Zero Waste Basel

Zero Waste Basel” ist eine Gruppe von jungen Leuten mit der Mission für das Reduzieren, Wiederverwenden sowie -verwerten von Alltagsgegenständen ein Bewusstsein zu schaffen. Unser Konsumverhalten hat einen erheblichen Einfluss auf die Umwelt. “Taten definieren und beschreiben dich”, oder in anderen Worten, die Taten und Entscheidungen, die Menschen treffen, haben einen direkten oder indirekten Einfluss auf die Umwelt.

Warum Reduzieren, Wiederverwenden und Wiederverwerten?

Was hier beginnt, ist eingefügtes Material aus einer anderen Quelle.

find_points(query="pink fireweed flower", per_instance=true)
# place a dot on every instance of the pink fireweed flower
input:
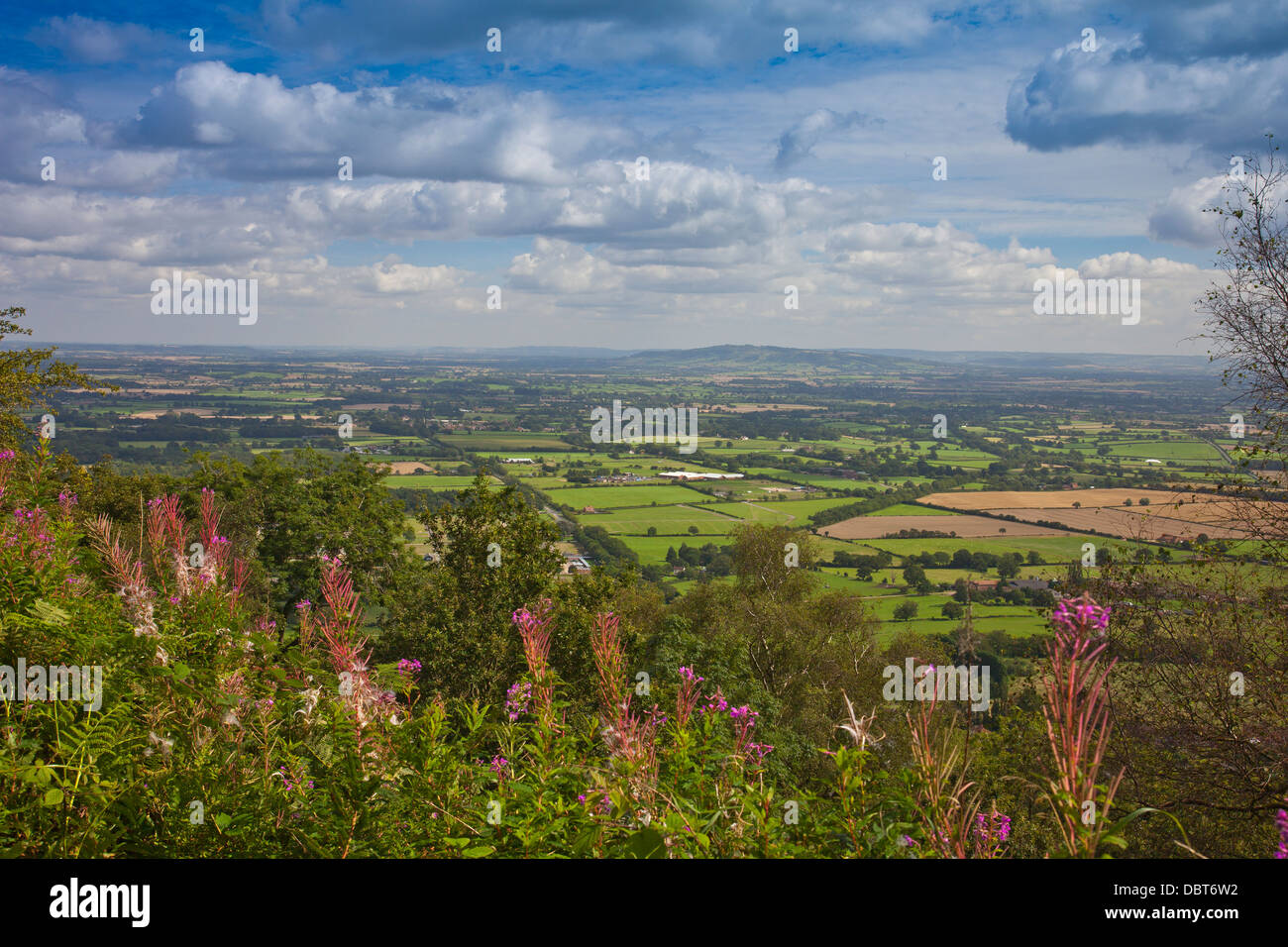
(1282, 823)
(535, 630)
(990, 832)
(743, 719)
(688, 696)
(1081, 616)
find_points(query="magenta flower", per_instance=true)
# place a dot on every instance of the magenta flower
(1282, 823)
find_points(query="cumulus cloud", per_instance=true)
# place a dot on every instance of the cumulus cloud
(798, 142)
(254, 127)
(1184, 215)
(1121, 93)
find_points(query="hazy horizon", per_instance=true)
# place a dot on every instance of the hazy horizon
(626, 176)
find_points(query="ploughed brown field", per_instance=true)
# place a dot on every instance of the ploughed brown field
(966, 527)
(1167, 515)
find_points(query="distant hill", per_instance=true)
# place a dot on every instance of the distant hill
(764, 359)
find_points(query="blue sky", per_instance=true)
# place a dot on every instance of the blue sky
(519, 169)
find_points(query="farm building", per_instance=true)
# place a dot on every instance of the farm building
(698, 475)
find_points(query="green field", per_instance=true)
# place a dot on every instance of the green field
(430, 480)
(669, 519)
(906, 509)
(612, 497)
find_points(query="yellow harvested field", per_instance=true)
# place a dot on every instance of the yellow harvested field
(966, 527)
(1145, 523)
(1168, 515)
(410, 467)
(1055, 499)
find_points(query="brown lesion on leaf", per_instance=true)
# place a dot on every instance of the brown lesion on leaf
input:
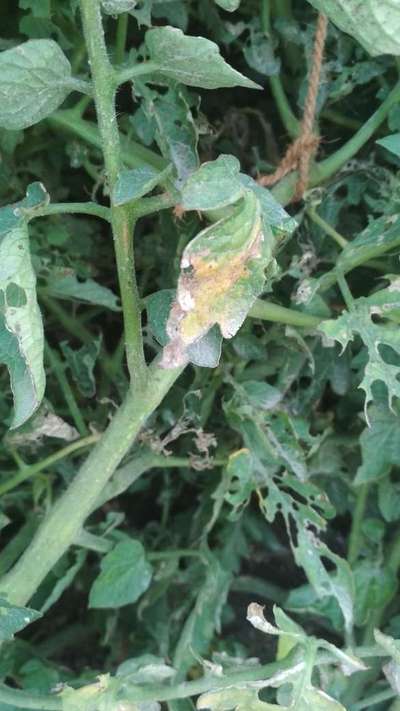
(203, 290)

Weil unsere natürlichen Ressourcen nicht unendlich verfügbar sind und eines Tages verschwinden, wenn wir sie nicht nachhaltiger verbrauchen. Aus diesem Grund hat sich Zero Waste Basel das Ziel gesetzt, auf die Problematik im Zusammenhang mit Abfall aufmerksam zu machen und weitere Menschen zum Umsetzen des Zero Waste Konzepts zu motivieren und zu begleiten.

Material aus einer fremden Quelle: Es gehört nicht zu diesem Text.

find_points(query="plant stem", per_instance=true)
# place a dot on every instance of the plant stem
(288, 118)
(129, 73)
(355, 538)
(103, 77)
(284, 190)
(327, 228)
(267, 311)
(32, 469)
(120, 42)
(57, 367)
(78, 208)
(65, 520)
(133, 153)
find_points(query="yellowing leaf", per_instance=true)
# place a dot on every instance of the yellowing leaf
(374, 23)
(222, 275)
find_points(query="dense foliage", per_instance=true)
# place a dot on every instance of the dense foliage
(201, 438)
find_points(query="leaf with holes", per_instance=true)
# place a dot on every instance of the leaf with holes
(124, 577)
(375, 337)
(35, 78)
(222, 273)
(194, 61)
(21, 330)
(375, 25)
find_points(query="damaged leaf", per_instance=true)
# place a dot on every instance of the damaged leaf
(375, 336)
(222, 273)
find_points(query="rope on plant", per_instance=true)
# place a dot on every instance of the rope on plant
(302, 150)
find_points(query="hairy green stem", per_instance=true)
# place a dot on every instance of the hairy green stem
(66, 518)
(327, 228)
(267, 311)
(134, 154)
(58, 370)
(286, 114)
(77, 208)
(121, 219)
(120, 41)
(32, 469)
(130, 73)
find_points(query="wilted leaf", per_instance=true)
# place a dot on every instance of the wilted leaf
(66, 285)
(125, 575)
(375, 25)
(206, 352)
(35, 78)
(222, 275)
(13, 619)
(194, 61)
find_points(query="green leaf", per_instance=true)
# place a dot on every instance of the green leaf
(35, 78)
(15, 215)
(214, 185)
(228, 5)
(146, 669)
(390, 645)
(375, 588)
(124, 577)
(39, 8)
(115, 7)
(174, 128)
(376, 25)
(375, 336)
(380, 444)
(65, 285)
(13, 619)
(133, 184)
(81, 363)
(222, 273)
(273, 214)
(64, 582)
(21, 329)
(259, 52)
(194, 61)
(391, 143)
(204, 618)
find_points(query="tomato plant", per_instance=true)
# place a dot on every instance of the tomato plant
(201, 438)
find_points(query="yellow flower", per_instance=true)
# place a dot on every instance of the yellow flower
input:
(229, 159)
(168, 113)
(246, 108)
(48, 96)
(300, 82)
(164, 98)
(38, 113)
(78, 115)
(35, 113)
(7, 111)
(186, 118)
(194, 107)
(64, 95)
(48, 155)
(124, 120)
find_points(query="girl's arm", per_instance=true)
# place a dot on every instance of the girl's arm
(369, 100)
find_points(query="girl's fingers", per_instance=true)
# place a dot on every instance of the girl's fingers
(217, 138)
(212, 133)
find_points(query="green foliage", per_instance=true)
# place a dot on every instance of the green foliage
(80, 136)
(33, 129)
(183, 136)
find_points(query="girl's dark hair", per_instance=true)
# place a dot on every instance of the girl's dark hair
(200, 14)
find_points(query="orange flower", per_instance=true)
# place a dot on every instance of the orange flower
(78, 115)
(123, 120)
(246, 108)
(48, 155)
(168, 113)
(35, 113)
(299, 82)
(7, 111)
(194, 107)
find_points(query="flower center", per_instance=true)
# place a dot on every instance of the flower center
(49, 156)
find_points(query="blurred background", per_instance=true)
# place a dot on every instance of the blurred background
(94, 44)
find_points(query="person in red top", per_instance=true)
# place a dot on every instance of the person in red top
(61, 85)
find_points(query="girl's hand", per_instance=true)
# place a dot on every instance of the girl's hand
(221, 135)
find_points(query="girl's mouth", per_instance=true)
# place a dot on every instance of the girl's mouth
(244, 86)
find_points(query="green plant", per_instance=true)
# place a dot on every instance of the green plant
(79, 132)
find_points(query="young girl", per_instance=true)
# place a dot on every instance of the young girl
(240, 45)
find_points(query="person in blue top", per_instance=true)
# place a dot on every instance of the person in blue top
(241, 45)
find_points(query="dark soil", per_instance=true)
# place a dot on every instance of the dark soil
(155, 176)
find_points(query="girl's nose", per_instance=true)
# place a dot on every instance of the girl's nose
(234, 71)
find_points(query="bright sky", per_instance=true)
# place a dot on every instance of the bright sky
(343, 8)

Bis vor drei Jahren haben wir der Menge an Abfall, die wir jeden Tag generiert haben, keine Aufmerksamkeit geschenkt, sei es durch den Gebrauch von Papiertaschentüchern, Plastikbesteck oder weggeworfenen Lebensmitteln. Aber was ist in den letzten drei Jahren passiert? Nachdem wir ständig von Nachhaltigkeit gehört und über Plastikmüll gelesen haben, der übrigens nicht recycelt werden kann und im Wasser und Tiermägen landet, haben wir uns entschieden unseren Haushaltsabfall zu reduzieren. Es ist nicht möglich, Zero Waste in einem Tag oder einem Monat zu erreichen, es geht aber Schritt für Schritt. Denkt daran: Rom wurde auch nicht an einem Tag erbaut.

Ist Recycling nicht genug?

In der Schweiz können fast alle Arten von Müll recycelt werden, z.B. Papier, PET, Glas, Batterien, Lebensmittel, Kleider, Schuhe, usw., aber unser Ziel sollte es sein den Müll zu reduzieren. Wir glauben, dass in der Tat jeder seinen Müll durch eine Änderung seines Konsumverhaltens sowie Kaufgewohnheiten ändern kann.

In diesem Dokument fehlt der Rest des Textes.